Groups such as the Pediatric Academic Societies have begun to speak out regarding pediatric toxicant exposure announcing that “low level exposure to environmental toxicity may be impacting the functioning of the current generation” [45]. However, there has been little appreciation within the medical community of neurodegenerative toxicants and their potential impact on the maturing adult segment of the population. As well as dementia, research continues to elucidate the relationship between environmental toxicant exposure and the development of other neurodegenerative diseases including Parkinson’s Disease, Multiple Sclerosis, and Amyotrophic Lateral Sclerosis [7, 28, 30, 4648]. Table 1 provides an overview of some of the chemical toxicants that have been directly associated with neurodegenerative disease.

Many assume that, in the absence of ongoing exposure, toxicants are eliminated efficiently. It has recently been recognized, however, that many toxicants including some solvents, pesticides, petrochemicals, mycotoxins, and assorted synthetic chemical agents are persistent pollutants with half-lives that can last for many years or even decades [4951]. Accordingly, the problem of neural decline may be the result of exposures that occurred long ago. With stockpiled toxicants persistently disrupting normal human processes and physiology, it is understandable that the resulting pathophysiology may induce chronic disease.

Some challenge the idea that apparently miniscule doses of toxicant exposures can have such a profound impact on physiological function; there are two important considerations in response to this misguided claim. First, toxicant exposures do not usually occur as single isolated events. Many people, through occupation or habitat environments, are repeatedly exposed to chemical toxicants and are therefore accruing persistent pollutants on an ongoing basis, some of which will remain in tissues for decades. This is of particular note with the potential degree of exposure via polluted air, as the average adult inhales about 10 thousand liters of air per day. Whereas single exposures may be less problematic and perhaps harmless depending on the particular toxic agent and the dose, the repeated exposure to toxic agents presents an accumulated burden or total load to the intricate physiological functioning of the body [50].

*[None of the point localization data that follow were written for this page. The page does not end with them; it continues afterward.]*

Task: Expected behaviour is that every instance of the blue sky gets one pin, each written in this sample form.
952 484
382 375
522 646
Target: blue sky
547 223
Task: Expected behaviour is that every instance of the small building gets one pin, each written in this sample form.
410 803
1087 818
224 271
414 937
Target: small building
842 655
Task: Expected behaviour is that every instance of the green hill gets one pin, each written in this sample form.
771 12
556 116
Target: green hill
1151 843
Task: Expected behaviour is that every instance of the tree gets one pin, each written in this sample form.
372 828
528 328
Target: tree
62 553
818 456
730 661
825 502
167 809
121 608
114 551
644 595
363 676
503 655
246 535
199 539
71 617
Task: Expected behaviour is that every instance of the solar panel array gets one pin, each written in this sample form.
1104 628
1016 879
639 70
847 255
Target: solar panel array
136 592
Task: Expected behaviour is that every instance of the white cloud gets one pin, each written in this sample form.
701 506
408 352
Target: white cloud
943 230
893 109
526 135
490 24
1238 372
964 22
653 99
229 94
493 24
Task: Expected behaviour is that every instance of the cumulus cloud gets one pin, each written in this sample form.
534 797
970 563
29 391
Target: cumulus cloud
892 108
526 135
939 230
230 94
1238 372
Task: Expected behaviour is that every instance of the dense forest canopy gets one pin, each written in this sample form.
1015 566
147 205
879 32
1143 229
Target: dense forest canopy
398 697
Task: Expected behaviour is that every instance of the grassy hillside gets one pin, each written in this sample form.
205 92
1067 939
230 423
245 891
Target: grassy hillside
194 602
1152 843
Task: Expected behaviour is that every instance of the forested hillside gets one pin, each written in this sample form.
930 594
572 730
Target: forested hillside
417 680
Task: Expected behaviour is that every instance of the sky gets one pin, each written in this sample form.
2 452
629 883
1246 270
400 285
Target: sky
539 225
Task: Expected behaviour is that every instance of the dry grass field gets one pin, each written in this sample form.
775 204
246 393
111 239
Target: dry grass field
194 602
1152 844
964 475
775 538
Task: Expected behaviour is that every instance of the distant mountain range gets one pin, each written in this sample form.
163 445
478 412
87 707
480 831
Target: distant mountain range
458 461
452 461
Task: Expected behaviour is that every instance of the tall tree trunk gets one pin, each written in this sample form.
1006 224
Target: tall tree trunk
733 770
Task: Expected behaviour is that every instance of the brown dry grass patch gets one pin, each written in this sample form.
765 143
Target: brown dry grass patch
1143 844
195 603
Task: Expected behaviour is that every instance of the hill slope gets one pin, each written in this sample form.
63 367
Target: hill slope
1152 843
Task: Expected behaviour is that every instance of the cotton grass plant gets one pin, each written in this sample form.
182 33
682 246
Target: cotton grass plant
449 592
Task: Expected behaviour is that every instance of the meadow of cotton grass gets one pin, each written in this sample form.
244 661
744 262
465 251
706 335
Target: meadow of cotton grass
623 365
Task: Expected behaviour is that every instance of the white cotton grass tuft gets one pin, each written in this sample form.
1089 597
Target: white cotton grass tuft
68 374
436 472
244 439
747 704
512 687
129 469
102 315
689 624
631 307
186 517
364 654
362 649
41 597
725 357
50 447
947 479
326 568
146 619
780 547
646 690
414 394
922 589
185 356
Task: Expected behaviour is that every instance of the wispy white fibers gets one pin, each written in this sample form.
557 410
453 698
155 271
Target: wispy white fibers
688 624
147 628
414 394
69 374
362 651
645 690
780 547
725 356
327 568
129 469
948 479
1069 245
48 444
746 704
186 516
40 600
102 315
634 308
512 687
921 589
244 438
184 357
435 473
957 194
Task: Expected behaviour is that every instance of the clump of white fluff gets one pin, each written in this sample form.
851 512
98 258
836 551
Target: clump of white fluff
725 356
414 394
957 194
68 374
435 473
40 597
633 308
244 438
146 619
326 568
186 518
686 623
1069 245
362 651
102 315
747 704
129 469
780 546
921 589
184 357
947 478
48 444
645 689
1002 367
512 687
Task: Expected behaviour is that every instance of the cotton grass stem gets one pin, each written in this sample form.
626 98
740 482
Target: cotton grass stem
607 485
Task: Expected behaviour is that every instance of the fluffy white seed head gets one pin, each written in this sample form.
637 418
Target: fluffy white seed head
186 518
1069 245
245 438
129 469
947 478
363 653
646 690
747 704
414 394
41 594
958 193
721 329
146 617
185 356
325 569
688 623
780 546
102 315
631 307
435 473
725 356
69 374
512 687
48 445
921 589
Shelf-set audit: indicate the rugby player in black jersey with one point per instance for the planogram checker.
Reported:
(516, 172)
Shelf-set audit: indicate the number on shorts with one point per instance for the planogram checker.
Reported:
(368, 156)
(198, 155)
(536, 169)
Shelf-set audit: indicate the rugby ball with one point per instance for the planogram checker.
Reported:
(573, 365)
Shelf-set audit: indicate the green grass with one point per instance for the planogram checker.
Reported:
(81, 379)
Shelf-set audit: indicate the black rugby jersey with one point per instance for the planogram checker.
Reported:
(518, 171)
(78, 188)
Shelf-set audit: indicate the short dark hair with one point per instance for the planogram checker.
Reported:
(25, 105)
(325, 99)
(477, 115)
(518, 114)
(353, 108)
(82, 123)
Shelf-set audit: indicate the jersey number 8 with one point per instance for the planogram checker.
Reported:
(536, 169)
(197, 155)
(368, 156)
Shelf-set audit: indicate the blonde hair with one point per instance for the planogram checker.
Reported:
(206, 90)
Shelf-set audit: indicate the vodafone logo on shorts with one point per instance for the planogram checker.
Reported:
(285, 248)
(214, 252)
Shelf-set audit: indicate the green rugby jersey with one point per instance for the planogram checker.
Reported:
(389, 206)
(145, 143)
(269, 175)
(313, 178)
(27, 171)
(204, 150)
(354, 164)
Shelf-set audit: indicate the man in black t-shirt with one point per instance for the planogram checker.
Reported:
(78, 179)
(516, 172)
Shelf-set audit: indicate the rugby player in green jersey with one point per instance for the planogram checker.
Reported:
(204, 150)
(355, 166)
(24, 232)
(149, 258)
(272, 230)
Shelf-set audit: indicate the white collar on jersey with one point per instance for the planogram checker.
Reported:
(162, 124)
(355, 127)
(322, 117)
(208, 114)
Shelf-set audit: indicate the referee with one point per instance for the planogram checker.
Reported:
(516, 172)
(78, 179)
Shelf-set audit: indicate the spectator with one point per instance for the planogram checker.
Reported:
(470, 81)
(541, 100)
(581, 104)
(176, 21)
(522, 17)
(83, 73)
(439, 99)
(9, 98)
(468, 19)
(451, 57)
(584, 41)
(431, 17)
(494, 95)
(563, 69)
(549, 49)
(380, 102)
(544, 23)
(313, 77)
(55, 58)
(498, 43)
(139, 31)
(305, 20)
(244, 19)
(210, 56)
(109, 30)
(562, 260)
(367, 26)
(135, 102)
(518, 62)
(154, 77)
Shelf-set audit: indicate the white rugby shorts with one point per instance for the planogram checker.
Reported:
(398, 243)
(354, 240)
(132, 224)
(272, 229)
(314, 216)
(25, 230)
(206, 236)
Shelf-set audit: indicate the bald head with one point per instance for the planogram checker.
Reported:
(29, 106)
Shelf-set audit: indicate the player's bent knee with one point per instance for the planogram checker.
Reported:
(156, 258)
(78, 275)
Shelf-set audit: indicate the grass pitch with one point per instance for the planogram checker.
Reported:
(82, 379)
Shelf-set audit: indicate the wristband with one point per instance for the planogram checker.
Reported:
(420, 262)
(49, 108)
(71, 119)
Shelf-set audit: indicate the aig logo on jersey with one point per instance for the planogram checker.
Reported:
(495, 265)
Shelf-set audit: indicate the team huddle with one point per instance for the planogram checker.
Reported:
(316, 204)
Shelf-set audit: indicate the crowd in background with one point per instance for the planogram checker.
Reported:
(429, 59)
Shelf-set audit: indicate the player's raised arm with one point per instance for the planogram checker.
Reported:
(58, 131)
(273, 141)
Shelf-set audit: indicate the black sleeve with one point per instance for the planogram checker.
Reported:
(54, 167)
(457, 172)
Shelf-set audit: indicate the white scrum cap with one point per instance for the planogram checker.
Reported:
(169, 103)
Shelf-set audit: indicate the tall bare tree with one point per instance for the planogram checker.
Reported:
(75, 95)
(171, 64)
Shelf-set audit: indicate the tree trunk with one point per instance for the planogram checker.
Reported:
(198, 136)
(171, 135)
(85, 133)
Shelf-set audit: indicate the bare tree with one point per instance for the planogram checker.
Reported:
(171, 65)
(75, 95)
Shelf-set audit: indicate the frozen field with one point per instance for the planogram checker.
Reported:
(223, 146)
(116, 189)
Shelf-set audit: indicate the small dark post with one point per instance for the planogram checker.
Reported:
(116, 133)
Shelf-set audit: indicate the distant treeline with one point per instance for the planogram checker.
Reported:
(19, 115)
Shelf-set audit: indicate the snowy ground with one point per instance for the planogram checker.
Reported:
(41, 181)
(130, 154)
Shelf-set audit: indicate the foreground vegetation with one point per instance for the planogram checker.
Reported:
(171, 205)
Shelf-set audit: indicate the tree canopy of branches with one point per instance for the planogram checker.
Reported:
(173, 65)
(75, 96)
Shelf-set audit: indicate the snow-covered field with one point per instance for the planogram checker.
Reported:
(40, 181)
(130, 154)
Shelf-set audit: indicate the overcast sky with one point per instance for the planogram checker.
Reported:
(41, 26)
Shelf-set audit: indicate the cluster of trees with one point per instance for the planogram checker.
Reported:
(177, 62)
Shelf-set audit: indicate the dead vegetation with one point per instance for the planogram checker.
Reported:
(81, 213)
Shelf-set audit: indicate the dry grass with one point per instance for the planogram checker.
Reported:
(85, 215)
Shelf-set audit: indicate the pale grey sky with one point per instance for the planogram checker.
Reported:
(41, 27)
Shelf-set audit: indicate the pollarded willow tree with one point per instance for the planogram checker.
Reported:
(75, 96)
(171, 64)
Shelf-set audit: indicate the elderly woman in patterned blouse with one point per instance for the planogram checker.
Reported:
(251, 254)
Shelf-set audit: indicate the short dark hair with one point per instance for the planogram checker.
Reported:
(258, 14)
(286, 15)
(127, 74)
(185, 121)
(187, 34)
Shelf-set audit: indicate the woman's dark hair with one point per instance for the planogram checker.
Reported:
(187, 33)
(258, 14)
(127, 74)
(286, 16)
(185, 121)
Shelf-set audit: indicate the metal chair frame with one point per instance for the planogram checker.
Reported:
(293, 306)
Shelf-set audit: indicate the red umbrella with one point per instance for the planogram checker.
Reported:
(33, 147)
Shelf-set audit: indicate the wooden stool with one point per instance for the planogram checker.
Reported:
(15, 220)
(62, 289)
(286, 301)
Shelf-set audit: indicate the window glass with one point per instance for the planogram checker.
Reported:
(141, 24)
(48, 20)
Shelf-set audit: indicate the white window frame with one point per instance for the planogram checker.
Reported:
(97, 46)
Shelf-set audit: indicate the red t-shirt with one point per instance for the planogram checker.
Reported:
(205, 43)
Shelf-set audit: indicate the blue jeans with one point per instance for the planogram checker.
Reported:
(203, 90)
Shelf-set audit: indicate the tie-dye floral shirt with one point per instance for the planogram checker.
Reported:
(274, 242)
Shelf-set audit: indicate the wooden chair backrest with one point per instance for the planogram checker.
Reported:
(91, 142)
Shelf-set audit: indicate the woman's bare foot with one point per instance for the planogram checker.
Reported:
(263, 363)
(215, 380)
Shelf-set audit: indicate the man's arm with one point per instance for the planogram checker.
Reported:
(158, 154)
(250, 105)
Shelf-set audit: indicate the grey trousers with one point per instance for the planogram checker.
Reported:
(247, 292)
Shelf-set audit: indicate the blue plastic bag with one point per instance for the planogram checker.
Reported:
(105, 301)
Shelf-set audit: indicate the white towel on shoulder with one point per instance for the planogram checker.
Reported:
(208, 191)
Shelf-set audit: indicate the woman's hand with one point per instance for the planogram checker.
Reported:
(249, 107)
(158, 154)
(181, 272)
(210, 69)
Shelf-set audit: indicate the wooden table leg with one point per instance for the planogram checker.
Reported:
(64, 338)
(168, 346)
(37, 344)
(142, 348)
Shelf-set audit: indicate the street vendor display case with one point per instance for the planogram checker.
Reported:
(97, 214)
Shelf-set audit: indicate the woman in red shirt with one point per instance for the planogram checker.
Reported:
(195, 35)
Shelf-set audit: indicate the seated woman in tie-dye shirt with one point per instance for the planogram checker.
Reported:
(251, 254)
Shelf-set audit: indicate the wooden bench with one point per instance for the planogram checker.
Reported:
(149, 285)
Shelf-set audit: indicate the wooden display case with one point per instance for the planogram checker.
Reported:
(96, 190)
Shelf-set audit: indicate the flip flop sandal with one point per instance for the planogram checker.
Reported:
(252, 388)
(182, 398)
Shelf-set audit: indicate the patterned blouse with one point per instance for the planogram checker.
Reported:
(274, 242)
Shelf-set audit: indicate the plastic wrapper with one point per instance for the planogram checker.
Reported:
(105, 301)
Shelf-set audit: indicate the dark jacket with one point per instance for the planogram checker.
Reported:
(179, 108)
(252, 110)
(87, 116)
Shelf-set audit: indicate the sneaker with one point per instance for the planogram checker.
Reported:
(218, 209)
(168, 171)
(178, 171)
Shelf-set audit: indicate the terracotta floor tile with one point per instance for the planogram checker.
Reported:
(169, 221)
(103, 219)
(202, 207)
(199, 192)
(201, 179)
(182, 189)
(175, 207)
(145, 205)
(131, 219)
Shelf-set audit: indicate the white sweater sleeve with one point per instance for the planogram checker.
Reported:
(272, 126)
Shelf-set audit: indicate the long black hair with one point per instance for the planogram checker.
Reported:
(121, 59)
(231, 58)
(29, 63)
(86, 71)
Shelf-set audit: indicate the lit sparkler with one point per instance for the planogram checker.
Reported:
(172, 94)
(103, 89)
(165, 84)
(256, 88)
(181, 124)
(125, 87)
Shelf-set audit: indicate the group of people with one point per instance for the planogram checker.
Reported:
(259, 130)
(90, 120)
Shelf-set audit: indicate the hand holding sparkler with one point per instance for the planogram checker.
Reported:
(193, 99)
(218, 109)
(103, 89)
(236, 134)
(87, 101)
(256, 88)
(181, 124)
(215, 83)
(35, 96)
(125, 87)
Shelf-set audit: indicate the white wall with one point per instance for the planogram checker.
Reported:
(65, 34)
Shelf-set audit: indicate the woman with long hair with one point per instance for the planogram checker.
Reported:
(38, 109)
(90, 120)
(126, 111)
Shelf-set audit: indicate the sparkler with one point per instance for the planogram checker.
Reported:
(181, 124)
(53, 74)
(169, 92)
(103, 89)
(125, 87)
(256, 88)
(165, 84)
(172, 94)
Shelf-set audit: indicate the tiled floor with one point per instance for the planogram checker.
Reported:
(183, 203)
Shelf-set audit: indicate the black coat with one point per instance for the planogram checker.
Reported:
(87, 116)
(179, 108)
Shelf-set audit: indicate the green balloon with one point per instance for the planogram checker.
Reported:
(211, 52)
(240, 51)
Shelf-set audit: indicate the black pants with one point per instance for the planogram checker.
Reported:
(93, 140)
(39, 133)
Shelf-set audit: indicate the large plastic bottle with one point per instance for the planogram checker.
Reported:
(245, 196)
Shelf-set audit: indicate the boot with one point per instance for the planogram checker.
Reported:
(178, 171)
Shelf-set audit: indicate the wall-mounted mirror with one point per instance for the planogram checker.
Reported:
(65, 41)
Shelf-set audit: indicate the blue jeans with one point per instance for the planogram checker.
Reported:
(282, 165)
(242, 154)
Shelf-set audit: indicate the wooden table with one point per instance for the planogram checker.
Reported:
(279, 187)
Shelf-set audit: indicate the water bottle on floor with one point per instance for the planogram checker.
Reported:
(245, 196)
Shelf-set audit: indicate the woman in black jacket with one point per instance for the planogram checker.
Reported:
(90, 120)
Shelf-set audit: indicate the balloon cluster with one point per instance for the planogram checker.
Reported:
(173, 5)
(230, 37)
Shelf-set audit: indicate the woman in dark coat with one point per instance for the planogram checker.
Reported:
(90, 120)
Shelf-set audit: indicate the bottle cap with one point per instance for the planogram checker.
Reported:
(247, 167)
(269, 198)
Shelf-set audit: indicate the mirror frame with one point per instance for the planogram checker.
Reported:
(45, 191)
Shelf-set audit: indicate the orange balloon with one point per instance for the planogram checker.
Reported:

Second, it is noteworthy that standard biochemicals within our inherent physiology, as well as prescribed pharmaceutical agents, are bioactive at levels of parts per billion (ppb) and some at parts per trillion (ppt). For example, ethinyl estradiol in the birth control pill maintains contraceptive efficacy at serum levels below 62 to 83 ppt (parts per trillion) [52]. It is hardly surprising, therefore, that serum concentrations of various toxicant chemicals often measured in ppb (one thousand times higher than ppt), or parts per million, (an order of magnitude one million times higher than ppt), might have biological impact on the human organism. In review, various toxicants can have extremely potent physiological impact at seemingly miniscule doses [53], with incremental impact for some pollutants at increasing levels of accrual [54, 55].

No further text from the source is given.